SUPREME COURT OF NEW YORK, APPELLATE DIVISION, FOURTH DEPARTMENT
June 27, 1968
IN THE MATTER OF ROCCO M. VIVENZIO ET AL., RESPONDENTS,
CITY OF UTICA ET AL., APPELLANTS. (APPEAL NO. 1.)
Appeal from order of Oneida Special Term ordering trial of certain issues and staying further actions.
Bastow, P. J., Del Vecchio, Marsh, Witmer and Henry, JJ.

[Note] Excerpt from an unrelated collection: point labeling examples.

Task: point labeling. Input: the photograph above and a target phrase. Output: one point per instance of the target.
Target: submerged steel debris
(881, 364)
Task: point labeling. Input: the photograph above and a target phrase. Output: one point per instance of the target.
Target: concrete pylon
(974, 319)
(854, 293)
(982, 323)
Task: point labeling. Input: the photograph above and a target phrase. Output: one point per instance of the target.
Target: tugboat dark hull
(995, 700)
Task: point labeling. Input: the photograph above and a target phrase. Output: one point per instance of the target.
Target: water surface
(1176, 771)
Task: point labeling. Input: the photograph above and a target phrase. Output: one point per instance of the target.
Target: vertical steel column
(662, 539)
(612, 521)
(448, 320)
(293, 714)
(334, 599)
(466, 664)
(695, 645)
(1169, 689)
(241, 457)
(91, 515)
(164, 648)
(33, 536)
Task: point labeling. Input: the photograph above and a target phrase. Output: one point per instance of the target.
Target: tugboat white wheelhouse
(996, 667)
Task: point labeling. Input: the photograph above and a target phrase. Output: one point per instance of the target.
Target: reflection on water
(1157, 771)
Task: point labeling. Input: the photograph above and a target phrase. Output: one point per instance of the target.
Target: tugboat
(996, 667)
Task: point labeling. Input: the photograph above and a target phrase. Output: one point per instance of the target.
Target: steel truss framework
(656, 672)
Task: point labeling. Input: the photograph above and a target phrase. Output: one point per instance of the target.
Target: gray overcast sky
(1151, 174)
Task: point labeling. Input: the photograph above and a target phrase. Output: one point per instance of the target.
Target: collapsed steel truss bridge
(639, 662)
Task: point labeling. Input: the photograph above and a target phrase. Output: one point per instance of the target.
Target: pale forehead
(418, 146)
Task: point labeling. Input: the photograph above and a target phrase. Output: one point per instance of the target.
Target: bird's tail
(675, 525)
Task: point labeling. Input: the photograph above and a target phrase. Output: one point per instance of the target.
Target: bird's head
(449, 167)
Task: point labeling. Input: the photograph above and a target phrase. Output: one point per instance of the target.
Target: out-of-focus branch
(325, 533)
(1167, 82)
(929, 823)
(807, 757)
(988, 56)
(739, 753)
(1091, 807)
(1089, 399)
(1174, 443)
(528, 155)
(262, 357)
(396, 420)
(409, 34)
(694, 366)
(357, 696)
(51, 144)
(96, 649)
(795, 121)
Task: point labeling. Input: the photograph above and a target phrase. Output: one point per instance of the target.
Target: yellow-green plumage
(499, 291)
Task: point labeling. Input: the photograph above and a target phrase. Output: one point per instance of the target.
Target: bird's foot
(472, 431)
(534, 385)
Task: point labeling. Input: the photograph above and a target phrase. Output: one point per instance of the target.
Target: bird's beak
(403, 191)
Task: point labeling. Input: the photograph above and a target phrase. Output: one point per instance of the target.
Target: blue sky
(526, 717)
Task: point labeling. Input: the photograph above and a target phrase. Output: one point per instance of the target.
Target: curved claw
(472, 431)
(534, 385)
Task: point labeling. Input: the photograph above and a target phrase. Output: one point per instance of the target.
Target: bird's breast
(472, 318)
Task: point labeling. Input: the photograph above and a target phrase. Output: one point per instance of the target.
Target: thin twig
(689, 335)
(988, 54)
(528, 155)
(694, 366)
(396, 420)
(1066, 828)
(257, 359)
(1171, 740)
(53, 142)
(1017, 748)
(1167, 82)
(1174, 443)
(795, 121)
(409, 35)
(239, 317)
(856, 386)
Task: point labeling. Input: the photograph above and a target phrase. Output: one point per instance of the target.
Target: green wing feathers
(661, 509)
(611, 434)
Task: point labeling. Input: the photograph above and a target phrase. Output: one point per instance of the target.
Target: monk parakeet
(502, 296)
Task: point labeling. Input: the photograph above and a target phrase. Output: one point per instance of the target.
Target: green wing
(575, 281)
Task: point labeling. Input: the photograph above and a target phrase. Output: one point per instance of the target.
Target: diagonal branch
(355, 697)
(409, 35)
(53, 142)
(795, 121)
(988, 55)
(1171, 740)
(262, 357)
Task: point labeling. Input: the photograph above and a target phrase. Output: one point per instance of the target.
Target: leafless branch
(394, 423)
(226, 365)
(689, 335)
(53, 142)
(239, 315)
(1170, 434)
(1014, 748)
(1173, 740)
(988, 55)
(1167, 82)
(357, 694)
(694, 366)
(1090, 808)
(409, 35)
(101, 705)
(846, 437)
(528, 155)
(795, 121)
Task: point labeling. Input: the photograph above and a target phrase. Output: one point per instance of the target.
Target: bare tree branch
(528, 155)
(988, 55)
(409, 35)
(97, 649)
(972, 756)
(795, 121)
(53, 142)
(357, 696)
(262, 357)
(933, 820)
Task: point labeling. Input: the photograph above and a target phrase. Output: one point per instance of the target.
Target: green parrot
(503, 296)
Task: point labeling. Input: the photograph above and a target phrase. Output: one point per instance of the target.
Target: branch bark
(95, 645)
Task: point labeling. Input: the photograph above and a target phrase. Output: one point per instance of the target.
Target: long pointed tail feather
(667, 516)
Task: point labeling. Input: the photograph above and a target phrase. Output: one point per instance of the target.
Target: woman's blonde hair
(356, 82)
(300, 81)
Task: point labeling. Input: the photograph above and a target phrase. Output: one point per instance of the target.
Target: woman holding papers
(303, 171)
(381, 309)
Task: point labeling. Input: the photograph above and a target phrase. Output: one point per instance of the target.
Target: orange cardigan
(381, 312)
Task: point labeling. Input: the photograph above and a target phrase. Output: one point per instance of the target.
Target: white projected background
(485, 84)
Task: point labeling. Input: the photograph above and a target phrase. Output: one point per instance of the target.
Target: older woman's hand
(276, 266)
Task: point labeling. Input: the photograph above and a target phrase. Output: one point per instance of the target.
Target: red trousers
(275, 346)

Memorandum: In this article 78 proceeding an order was entered February 27, 1968 determining that seven stated issues of fact exist for trial and a further order was entered March 12, 1968 denying appellants' motion to strike certain paragraphs of the petition as scandalous, prejudicial, irrelevant and immaterial and for judgment dismissing the petition upon various grounds founded upon submitted documentary evidence, and appellants appeal from both of said orders. CPLR 5701 provides in part as follows: "(b) Orders not appealable as of right. An order is not appealable to the appellate division as of right where it: 1. is made in a proceeding against a body or officer pursuant to article 78; or * * * 3. orders or refuses to order that scandalous or prejudicial matter be stricken from a pleading. (c) Appeals by permission. An appeal may be taken to the appellate division from any order which is not appealable as of right in an action originating in the supreme court or a county court by permission of the judge who made the order granted before application to a justice of the appellate division; or by permission of a justice of the appellate division in the department to which the appeal could be taken, upon refusal by the judge who made the order or upon direct application." The two orders from which these appeals are taken fall squarely within the quoted provisions of the statute. These statutory provisions are partially an outgrowth of section 1304 of the Civil Practice Act which provided that in an article 78 proceeding there could be no appeal from a non-final order except by permission of the court or in conjunction with an appeal from a final order (see Matter of Fischer v. Briante, 6 A.D.2d 814; Matter of Sunland Beverage Corp. v. Rohan, 6 A.D.2d 996; Matter of Hotel Esplanade v. Herman, 24 Misc. 2d 1086). If permission to appeal had been sought (cf. CPLR 5514, subd. [a]), we would have denied the application.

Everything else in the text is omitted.